Sifting through the wreckage of a newly exploded star, researchers from the University of Wisconsin, Madison uncovered a glowing nebula created when the star detonated.
The nebula is a novelty, the researchers write in The Astrophysical Journal. Inside it is a neutron star, the collapsed core of the exploded star. Dubbed Circinus X-1, it is the only such system ever discovered in the galaxy.
"This particular remnant is only about 2,500 years old, which makes the system the youngest known X-ray binary," Sebastian Heinz, an astronomy professor and team leader, explained.
If it were a human, it would be only a handful of days old, according to co-author Paul Sell, a former UW-Madison graduate student.
Located in the plane of the Milky Way roughly 24,000-30,000 light years away, the system, known as an X-ray binary, offers a perfect lab to test theories regarding stellar evolution, and in particular the period shortly following a star's fiery end.
In an X-ray binary system, an evolving star and either a black hole or neutron star orbit one another closely, producing X-rays as the denser companion absorbs material from the evolving star.
Most X-ray binaries are old, their supernova remnant long gone. For this reason, the discovery of the ionized gas shell marking the supernova blast that led to the system's creation is especially rare and exciting, the researchers explain.

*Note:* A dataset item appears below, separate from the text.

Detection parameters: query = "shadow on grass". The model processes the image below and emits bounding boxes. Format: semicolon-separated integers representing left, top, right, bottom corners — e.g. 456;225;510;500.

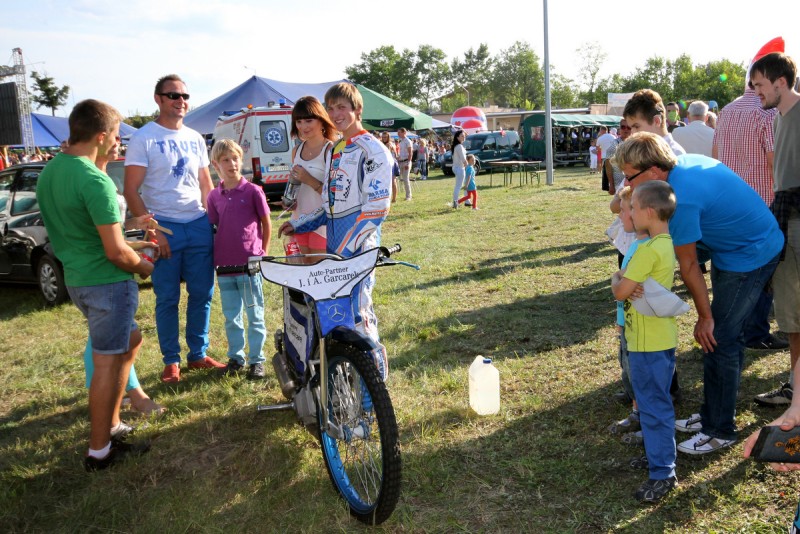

"It basically creates the historical record of that explosion," Heinz said. "They don't last very long, so they are quite accurate clocks for finding things that are recent."
Having it there served as a key component to many of the researcher's findings.
"Our observations solve a number of puzzles both about this object and the way that neutron stars evolve after they are born," Heinz said. "For example, the unusual elliptical orbit on which these two stars swing around each other is exactly what you would expect for a very young X-ray binary."
Like most studies, the report poses new questions even as it provides answers to old ones.
"General theory holds neutron stars are born with a large magnetic field," Heinz said. "This newly minted neutron star has a field much smaller than expected."